Beer to me represents a friendly part of our culture. A long necked brown bottle dripping with frosty sweat reminds me of a hot summer’s day. It went well with burgers and sausage on the grill. Every backyard had a metal tub filled with beer, soda and ice. My parents only approved of my drinking a soda but I longed for the time when I’d be old enough to drink legally. I also wondered if one of my relatives might help me achieve this rite of passage before the age of eighteen. Would it be my Dad, my uncle Sammy or my uncle Harold? He was German and knew more about beer than anybody.

Of course I carried on this conversation with my friends Artie Francheschini and Frankie Garafalo. While walking down Butternut Street one very hot summer day the three of us stopped at the Haberle Brewing building. The doors were open to cool down the workers and the building. This was an era before the air conditioned work place. We were fascinated by the hustle and bustle of the workers. It was a noisy work place were one had to shout to be heard even if the other person was close. As I look back through the eye of my youth it was like a scene from the old Charlie Chaplin movie Modern Times . Men in sweaty sleeveless undershirts moved in quick herky-jerky motions. They were lifting, pushing and yelling out commands above the noise.

The process that interested us most was the bottling assembly line. Brown glass bottles moved along a track lined with steel rollers. Empty bottles went through a series of start-stop movements first to be filled with the brew of the day then to have the bottle cap pressed tight. Once filled and capped the bottles moved to the end of the assembly line where they were loaded into thick cardboard cases. All the workers had to work quickly to keep up with the pace of the machine. Artie noticed that many of the men were struggling with the heat and the fast pace of the work. One thing all three of us noticed was how the line of beer filled bottles curved close to the open door where we were standing. Several times one of the work men would warn us to stand back away from the door.

It occurred to Frankie first, “Hey, we can just grab a bottle, run fast and they’ll never catch us.” Artie and I just laughed.

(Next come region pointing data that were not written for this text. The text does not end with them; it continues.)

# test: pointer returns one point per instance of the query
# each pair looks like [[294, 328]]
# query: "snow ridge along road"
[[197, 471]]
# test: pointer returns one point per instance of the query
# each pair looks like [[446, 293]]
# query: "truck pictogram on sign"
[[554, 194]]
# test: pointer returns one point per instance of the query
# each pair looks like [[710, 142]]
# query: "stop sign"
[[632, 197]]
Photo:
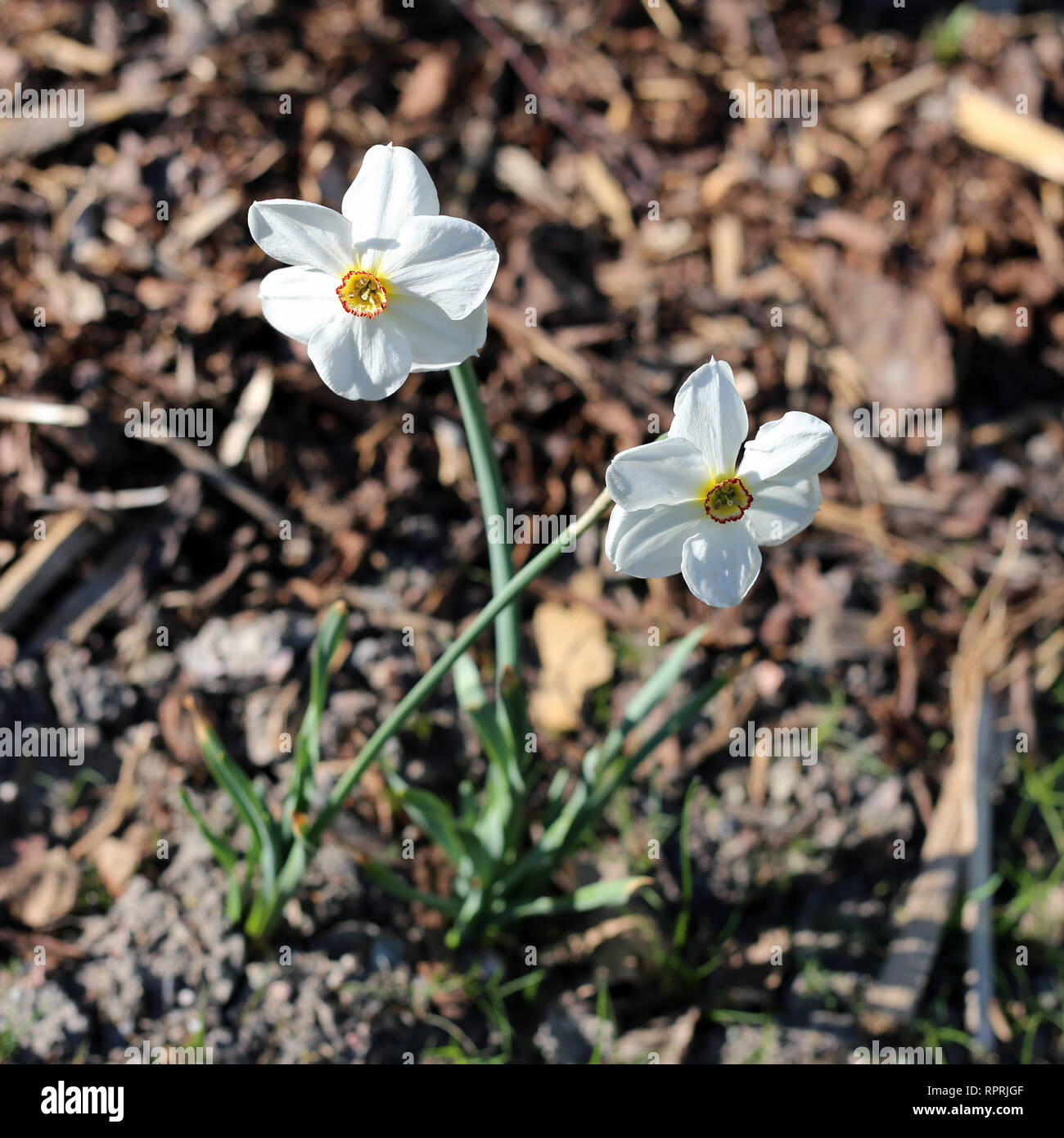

The workmen looked at us suspiciously. We stepped away from the door and huddled up to concoct a plan. Timing our move was the biggest challenge. The assembly line had a start-stop rhythm. We had to time our run to get to the line just as it stopped then snatch a bottle and run. Empowered by the thrill of getting away with something we waited for the closest workman to turn his back toward us. Then in Keystone Cops fashion we tripped and stumbled over each other while lunging for the beer.

Our timing was off, the assembling line was still moving when we got there. I couldn’t get my bottle out of the chute, neither could Artie or Frankie.  The brewery workers were faster than we thought. The burly sweaty guys just picked us up and escorted us out the door. “If we ever see you guys here again were calling the cops.” said one of the workers. “Oh no”, I thought, “my Uncle Harold is a cop. I hope he doesn’t find out.” We rolled around laughing at each other for a long time before we moved on to the next foolish idea.


Comments (2)

  1. Dolores

    Awesome memories of a young boy with a conscious .

  2. Joe Russo

    Thank you Dolores. I guess my Momma raised me right.